Jordan isn’t thought to have enough support to win the position either, but he could siphon off enough conservative votes to keep McCarthy from reaching 218.

And that would give conservatives a stronger hand to wring concessions out of McCarthy in exchange for their support, or even allow them to make the case for replacing the existing leadership team altogether.

McCarthy has publicly backed Ryan’s decision to stay on as speaker until the end of the term, but there has been some talk behind the scenes of whether the Wisconsin representative should go sooner and save Republicans from a multi-month public fight.

White House Budget Director Mick Mulvaney said recently that he and McCarthy had discussed having a speaker vote before the midterms, which appeared to some as the White House subtly embracing the idea of nudging Ryan to give up the gavel before the next Congress is seated in January.

“I’ve talked with Kevin about this privately but not as much publicly,” Mulvaney said at a March 20 conservative conference, according to the Weekly Standard. He couched the maneuver as a way to force moderate Democrats to make an uncomfortable vote for House Minority Leader Nancy Pelosi (D-San Francisco) for speaker.

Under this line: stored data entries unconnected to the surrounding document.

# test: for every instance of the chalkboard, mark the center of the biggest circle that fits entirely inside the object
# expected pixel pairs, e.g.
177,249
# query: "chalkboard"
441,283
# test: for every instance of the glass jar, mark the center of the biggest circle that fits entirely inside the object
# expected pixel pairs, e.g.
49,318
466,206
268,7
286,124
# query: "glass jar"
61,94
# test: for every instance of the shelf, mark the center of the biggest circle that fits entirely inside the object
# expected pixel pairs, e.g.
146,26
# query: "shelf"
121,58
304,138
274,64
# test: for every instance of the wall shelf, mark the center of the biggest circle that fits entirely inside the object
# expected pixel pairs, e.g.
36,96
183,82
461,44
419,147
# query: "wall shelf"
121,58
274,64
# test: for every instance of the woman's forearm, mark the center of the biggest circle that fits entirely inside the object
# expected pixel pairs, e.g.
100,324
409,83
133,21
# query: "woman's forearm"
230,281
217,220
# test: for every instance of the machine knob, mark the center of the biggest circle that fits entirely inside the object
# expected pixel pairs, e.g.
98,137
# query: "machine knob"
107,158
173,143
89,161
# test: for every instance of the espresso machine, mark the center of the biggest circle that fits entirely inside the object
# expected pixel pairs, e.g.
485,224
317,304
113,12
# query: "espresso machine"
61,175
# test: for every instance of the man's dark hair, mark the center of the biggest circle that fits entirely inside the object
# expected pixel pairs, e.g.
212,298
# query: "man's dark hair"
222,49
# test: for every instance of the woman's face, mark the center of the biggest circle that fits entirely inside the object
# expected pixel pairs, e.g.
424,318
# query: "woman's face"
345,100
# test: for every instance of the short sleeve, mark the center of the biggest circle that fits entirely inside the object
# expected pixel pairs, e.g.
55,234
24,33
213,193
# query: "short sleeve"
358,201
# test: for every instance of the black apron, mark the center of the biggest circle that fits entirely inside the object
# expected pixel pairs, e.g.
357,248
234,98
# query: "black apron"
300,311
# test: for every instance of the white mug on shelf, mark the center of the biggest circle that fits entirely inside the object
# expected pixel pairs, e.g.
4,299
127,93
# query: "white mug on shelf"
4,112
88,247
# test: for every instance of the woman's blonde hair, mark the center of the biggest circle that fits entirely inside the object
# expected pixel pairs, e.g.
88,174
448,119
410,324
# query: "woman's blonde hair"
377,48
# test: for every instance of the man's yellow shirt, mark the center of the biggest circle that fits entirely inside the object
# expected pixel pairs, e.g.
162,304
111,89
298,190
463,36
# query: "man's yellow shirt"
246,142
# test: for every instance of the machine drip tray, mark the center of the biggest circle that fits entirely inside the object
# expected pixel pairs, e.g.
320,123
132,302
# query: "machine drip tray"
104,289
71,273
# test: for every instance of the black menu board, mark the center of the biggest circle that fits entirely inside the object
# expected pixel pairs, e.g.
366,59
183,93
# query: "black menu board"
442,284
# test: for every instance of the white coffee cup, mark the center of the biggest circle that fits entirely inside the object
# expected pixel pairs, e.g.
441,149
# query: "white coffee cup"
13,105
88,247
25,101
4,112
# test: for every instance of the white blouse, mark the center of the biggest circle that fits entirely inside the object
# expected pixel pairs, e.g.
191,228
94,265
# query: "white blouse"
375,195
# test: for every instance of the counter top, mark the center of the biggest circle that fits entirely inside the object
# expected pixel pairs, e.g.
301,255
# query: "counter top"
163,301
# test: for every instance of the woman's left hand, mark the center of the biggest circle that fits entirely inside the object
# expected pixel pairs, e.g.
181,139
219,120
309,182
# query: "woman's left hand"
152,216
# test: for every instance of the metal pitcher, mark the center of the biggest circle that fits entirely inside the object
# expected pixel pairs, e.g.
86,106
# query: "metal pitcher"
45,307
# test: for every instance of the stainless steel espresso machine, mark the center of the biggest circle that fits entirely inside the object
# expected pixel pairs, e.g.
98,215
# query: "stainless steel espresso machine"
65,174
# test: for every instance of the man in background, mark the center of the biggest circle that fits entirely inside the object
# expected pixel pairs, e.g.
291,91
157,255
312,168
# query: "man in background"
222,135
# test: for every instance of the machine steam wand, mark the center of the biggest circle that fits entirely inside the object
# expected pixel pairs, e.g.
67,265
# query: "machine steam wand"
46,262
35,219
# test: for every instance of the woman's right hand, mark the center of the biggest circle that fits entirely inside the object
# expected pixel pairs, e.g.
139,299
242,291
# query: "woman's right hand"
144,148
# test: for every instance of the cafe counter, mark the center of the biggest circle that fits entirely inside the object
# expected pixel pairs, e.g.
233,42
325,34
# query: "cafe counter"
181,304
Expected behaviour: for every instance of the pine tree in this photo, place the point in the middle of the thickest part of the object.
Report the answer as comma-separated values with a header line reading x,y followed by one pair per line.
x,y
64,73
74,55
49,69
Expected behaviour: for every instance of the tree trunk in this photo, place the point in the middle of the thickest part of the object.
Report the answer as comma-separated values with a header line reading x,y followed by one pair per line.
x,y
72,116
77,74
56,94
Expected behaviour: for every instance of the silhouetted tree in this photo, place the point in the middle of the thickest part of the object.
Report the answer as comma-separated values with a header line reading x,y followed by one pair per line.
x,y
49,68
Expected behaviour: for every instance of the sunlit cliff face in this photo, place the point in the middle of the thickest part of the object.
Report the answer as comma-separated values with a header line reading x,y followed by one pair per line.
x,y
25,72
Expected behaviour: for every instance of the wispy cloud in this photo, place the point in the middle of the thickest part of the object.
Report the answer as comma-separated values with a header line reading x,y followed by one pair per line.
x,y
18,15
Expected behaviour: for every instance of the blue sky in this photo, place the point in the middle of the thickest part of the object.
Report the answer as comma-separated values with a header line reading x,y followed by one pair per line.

“Wouldn’t it be great to force a Democrat running in a tight race to have to put up or shut up about voting for Nancy Pelosi eight weeks before an election? That’s a really, really good vote for us to force if we can figure out how to do it,” he said.

Mulvaney’s staff later tried to walk back the comments.

McCarthy denied that the conversation even happened. “I want to be clear that I read that report and the report is not true,” he told reporters last week. “No way did we ever have any conversation about Paul leaving.”

Waiting in the wings if McCarthy fails is Majority Whip Steve Scalise (R-La.), who quietly began shoring up support when rumors that Ryan might retire began to circulate.

When Ryan backed McCarthy, Scalise acknowledged he wouldn’t challenge McCarthy for the job. But the well-liked survivor of last year’s congressional baseball practice shooting has the conservative bona fides that might be needed for a compromise candidate to unite Republicans if McCarthy can’t get to 218.